Inner Join (default with ForeignKey)

SQL:

SELECT employee.name, department.name
FROM employee
JOIN department ON employee.department_id = department.id;

Django ORM:

Employee.objects.select_related('department').values('name', 'department__name')

7. Subqueries

You can use Django’s Subquery and OuterRef classes to perform subqueries within queries.

Example: Subquery with Aggregate

SQL:

SELECT name, salary
FROM employee
WHERE salary > (SELECT AVG(salary) FROM employee);

Django ORM:

from django.db.models import Subquery, OuterRef, Avg

avg_salary = Employee.objects.aggregate(Avg('salary'))['salary__avg']
high_earners = Employee.objects.filter(salary__gt=avg_salary)

8. Transactions in Django ORM

Django’s transaction.atomic function allows you to manage transactions to ensure that operations are completed as a unit, similar to SQL’s BEGIN TRANSACTION, COMMIT, and ROLLBACK.

from django.db import transaction

try:
    with transaction.atomic():
        Employee.objects.create(name="John Doe", salary=60000)
        Employee.objects.create(name="Jane Doe", salary=70000)
except:
    print("Transaction failed")

9. Raw SQL in Django

In cases where complex queries are required, Django allows you to execute raw SQL directly.

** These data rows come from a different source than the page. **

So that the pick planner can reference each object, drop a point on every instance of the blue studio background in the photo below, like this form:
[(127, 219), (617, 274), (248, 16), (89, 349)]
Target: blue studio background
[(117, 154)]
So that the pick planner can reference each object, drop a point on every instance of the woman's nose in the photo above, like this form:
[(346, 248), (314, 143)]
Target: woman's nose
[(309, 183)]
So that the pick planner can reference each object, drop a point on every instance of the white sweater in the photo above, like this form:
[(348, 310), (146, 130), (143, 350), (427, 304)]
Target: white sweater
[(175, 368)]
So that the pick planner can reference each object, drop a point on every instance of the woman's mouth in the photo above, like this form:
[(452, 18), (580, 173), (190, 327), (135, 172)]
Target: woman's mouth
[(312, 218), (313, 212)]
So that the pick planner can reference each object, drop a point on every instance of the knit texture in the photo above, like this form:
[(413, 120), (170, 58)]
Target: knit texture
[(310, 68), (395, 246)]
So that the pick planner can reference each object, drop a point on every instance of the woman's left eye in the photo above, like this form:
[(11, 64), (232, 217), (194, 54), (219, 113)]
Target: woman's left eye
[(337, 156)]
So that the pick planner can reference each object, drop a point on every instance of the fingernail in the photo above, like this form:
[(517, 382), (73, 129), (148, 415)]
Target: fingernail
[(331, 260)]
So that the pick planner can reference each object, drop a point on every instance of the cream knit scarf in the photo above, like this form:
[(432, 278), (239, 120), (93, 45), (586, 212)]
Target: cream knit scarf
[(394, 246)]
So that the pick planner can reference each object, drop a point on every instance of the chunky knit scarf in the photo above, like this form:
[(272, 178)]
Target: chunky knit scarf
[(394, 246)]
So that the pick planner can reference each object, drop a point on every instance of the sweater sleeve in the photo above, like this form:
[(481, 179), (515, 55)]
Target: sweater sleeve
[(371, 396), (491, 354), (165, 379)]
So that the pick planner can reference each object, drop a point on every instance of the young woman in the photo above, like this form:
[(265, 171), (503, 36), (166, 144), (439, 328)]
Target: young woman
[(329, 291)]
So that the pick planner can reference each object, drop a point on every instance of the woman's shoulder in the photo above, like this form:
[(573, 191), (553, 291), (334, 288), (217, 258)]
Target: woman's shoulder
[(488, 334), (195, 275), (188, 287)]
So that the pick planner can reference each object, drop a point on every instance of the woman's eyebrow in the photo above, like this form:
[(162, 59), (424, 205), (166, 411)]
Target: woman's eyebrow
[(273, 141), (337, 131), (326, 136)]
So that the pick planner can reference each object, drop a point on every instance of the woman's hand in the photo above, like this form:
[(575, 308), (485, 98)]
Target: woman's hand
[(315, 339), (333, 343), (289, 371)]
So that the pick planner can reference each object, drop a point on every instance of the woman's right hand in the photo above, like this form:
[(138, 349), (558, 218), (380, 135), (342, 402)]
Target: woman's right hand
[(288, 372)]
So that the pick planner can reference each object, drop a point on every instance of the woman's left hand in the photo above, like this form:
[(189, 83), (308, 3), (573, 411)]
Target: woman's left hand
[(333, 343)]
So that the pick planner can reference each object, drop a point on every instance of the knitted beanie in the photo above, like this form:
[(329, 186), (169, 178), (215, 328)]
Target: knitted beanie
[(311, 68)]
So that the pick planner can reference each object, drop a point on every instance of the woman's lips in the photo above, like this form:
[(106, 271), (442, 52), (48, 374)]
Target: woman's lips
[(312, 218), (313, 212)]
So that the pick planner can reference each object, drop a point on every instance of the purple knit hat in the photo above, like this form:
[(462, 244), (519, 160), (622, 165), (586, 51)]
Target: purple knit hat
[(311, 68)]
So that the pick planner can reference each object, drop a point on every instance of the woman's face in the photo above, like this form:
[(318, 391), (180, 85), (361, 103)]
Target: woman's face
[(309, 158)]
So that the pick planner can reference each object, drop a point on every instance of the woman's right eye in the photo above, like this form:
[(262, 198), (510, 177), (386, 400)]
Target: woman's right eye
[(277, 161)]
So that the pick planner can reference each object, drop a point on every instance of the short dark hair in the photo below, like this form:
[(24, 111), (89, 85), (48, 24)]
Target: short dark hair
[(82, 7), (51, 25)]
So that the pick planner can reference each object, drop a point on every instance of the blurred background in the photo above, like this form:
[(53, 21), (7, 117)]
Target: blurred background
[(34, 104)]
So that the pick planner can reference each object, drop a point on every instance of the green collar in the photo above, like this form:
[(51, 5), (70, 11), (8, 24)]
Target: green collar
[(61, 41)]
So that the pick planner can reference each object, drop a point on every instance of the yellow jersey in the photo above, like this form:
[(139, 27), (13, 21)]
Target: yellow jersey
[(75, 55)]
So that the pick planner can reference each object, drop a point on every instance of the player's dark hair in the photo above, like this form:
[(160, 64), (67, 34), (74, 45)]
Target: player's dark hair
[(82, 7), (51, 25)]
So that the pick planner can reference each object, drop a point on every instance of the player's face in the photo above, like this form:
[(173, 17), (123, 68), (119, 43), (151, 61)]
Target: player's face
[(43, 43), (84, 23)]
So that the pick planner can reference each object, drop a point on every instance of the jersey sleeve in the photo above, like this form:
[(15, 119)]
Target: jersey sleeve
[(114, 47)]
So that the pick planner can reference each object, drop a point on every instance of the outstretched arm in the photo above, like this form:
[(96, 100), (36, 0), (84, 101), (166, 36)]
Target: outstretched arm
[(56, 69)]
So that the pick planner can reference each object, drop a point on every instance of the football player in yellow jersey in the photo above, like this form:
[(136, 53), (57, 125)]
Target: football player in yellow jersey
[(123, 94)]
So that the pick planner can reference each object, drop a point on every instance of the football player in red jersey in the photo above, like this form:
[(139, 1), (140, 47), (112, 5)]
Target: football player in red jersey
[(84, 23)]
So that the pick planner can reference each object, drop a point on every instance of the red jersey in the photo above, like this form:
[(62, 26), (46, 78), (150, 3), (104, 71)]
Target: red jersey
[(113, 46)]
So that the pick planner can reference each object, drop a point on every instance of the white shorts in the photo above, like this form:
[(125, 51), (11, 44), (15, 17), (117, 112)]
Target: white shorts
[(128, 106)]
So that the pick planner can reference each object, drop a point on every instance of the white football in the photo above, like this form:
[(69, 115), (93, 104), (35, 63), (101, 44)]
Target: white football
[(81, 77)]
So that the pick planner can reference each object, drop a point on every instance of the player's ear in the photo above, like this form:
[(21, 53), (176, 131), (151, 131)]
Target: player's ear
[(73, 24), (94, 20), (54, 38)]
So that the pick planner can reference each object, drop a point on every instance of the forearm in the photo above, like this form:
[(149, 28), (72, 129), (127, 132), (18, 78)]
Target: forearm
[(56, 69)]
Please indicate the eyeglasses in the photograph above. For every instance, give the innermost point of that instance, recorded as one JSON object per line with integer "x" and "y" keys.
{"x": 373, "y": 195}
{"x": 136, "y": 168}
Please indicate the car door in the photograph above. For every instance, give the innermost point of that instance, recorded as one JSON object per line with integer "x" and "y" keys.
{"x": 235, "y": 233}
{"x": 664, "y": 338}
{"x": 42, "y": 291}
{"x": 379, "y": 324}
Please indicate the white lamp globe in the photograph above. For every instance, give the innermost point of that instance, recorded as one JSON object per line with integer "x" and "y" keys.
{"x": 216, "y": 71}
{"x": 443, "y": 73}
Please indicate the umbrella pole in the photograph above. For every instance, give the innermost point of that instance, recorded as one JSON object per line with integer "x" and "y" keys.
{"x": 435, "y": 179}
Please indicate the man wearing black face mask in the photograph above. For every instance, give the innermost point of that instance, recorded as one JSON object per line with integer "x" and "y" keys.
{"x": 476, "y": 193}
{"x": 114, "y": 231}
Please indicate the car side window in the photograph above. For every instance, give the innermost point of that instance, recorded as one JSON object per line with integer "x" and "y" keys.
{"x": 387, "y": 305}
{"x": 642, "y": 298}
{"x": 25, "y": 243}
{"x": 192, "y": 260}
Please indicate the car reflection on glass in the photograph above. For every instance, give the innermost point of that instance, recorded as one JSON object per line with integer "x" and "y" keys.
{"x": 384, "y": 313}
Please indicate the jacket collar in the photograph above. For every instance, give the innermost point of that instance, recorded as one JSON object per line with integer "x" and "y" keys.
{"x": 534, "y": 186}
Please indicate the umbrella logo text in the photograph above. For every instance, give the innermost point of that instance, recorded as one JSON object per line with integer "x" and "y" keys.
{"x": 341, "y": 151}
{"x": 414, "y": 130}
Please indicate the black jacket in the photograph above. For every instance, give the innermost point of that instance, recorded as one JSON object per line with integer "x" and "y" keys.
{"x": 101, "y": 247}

from django.db import connection

with connection.cursor() as cursor:
    cursor.execute("SELECT * FROM employee WHERE salary > %s", [50000])
    rows = cursor.fetchall()

Summary

SQL Concept Django ORM Equivalent
Table Model
Row Model instance
Column Model field
SELECT .all(), .filter(), .get()
INSERT .create()
UPDATE .update()
DELETE .delete()
JOIN .select_related(), .prefetch_related()
GROUP BY .values(), .annotate()
Aggregate Functions (SUM, AVG, etc.) .aggregate(), .annotate()
Transactions transaction.atomic()
Raw SQL connection.cursor().execute()

The Django ORM provides a high-level, Pythonic interface to interact with your database, which is both powerful and flexible. Understanding how SQL concepts translate into Django ORM methods allows you to leverage the full potential of Django’s database management capabilities.